I was later to find out that I had come of my horse whilst out mustering and that I was airlifted to Brisbane.  I still could not understand this scenario as I had absolutely not one thread of this event ever happening in my mind.  

“You’ve lost your short term memory from your fall” I was told by a man in a white coat, as he looked down at a clipboard he was holding.  I do remember thinking that he looked as though he may have come all the way from India, what a strange thought?

“Are you a Doctor?” I inquired, he looked down at me and said, “yes I am” then I proceeded to ask him what had happened to me, at this stage he turned and said something to the nurse in attendance and said that he would come by a little later to see how I was going.

 The nurse told me that I was very lucky as all the injuries that I had sustained were some bruising and some scrapes and scratches.  I had not broken anything and in the early hours of the morning when we landed in the Emergency Helicopter I was taken directly X-Ray to have my head scanned to make sure that I had no ruptures, bleeding or bruising in my brain which thankfully I did not.

After an afternoon of all these faces coming and going and asking me all manner of questions I was told at around 3pm that El Ranchero would be here shortly to take me home.  “Really” I said … a little confused as I felt rather odd, I just did not feel myself.  

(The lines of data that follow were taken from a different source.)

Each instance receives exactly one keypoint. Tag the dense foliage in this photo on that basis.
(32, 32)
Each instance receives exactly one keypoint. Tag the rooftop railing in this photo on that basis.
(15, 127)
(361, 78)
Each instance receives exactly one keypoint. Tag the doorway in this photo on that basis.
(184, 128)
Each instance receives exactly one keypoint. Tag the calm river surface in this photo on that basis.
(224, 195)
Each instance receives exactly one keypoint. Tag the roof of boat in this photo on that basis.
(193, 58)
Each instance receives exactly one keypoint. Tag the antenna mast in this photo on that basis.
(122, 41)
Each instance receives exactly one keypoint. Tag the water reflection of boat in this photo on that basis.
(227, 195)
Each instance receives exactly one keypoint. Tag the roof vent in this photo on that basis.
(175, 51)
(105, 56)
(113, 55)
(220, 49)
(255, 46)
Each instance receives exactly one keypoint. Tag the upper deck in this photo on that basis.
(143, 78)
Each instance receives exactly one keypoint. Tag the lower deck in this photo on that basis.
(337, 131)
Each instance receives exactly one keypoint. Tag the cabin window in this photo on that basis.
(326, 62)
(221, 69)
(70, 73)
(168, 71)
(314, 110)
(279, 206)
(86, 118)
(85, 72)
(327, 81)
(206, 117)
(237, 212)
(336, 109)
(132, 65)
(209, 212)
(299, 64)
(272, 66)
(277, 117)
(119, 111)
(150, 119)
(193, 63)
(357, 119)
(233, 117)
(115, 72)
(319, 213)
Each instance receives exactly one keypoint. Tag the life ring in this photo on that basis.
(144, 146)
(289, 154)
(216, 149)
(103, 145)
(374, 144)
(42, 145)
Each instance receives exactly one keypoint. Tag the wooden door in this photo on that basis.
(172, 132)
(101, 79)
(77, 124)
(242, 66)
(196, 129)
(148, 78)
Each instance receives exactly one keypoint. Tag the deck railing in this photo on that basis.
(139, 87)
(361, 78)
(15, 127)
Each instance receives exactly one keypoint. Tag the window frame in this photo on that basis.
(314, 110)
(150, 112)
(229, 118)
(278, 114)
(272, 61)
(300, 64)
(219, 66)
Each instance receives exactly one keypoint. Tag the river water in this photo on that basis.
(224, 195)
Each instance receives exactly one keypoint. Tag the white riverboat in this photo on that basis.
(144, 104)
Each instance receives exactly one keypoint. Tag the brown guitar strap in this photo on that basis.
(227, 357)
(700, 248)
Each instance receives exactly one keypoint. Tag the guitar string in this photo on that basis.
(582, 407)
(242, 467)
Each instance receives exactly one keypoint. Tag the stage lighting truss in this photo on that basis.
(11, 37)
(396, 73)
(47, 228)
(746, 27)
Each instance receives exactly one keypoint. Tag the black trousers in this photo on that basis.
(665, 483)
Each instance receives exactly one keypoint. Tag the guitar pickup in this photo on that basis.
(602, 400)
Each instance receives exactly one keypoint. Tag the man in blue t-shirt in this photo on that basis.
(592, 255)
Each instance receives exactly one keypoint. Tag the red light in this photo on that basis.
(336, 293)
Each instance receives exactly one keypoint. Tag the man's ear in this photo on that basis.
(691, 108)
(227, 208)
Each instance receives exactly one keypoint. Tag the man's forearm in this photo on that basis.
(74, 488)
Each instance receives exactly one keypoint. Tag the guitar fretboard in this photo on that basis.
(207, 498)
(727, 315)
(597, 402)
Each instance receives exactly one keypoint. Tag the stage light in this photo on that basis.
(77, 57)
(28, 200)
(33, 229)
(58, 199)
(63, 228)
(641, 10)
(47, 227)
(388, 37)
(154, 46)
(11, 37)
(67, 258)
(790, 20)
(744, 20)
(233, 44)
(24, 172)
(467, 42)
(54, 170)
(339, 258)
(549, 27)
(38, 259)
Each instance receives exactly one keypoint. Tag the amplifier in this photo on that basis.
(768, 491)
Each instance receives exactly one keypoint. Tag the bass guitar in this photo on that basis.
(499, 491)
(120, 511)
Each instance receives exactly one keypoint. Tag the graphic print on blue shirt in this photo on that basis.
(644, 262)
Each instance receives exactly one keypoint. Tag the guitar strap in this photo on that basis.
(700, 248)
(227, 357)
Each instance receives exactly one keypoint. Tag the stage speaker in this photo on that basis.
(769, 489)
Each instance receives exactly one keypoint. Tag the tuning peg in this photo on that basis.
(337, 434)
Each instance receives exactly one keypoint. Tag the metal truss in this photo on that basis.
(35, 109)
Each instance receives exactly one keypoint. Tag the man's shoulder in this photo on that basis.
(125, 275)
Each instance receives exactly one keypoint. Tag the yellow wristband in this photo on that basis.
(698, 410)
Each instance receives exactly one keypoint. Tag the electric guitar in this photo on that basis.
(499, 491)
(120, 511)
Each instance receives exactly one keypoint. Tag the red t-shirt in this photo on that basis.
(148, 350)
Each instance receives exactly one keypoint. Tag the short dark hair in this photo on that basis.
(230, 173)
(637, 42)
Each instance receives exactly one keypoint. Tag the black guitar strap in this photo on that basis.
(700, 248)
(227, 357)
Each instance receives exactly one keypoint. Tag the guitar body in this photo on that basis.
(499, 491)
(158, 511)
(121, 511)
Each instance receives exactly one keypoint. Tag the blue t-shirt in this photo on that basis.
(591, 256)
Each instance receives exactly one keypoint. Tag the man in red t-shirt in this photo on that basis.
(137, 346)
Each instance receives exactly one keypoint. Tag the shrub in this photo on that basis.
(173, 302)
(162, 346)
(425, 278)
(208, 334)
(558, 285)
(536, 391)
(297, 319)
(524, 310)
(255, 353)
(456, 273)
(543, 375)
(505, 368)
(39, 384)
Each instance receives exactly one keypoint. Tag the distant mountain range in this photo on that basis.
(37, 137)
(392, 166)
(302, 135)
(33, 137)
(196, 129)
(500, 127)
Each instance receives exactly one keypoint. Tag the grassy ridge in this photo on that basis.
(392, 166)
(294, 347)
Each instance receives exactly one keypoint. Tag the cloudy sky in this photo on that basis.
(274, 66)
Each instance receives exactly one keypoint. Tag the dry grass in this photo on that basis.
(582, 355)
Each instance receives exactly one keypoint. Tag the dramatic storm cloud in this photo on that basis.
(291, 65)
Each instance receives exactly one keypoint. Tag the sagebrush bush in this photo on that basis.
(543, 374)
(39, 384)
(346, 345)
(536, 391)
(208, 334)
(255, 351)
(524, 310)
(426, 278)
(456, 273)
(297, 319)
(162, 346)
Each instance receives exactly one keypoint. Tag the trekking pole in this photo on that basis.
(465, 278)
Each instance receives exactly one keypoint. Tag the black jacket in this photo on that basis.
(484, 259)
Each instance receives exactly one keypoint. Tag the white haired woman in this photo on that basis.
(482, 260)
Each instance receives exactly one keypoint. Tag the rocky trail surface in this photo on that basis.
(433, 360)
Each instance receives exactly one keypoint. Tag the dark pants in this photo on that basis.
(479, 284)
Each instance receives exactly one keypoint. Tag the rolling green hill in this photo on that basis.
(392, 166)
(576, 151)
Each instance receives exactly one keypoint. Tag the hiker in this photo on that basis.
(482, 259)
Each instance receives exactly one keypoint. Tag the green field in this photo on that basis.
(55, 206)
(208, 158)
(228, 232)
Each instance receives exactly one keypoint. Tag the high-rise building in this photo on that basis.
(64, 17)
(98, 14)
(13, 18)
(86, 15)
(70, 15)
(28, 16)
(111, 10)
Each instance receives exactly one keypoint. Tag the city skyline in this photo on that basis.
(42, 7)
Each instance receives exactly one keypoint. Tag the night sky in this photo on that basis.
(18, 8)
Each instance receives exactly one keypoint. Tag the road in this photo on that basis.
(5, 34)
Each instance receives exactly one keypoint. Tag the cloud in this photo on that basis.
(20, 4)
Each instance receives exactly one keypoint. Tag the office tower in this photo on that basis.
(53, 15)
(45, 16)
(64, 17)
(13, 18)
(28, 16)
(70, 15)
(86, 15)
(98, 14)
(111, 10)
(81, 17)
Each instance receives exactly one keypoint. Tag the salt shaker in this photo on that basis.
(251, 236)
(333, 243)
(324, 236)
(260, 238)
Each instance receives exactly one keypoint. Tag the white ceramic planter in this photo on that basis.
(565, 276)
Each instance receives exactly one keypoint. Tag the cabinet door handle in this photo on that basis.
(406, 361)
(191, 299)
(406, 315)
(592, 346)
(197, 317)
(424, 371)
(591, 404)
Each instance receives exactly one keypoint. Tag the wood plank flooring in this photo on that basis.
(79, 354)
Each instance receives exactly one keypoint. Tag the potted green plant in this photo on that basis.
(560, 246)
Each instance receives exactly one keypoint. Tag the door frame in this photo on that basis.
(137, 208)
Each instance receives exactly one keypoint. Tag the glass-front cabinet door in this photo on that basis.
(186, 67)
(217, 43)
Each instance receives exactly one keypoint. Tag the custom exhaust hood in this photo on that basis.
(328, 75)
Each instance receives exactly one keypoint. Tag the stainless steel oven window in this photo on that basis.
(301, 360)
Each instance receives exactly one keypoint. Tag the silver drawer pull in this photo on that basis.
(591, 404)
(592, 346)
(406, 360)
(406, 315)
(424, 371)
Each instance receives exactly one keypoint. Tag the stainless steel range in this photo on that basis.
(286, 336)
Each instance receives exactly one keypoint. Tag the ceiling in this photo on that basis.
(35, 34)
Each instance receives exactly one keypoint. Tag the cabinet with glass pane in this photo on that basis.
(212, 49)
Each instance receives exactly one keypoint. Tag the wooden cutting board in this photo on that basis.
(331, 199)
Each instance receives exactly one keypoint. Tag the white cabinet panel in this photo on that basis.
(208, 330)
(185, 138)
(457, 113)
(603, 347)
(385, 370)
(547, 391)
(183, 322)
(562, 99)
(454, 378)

I was struggling to find words that I knew somewhere I had, however those words had just vanished utterly and completely from my vocabulary, that is strange, I remember thinking to myself.  All I could see in my mind’s eye was blankness; total and utter blankness.  

 I felt as though I was a child using very simple language in an effort to communicate with others and at times using words that sounded the same though meant something completely different, I would get odd looks from others as they would politely correct me, I noticed too, that I seemed to be slurring with my speech.  Again I was told that I had just lost my short term memory and not to forget that I had had Trauma to my head and that I would need time to heal, all in all, the words would return and not to worry as I would be fine in time.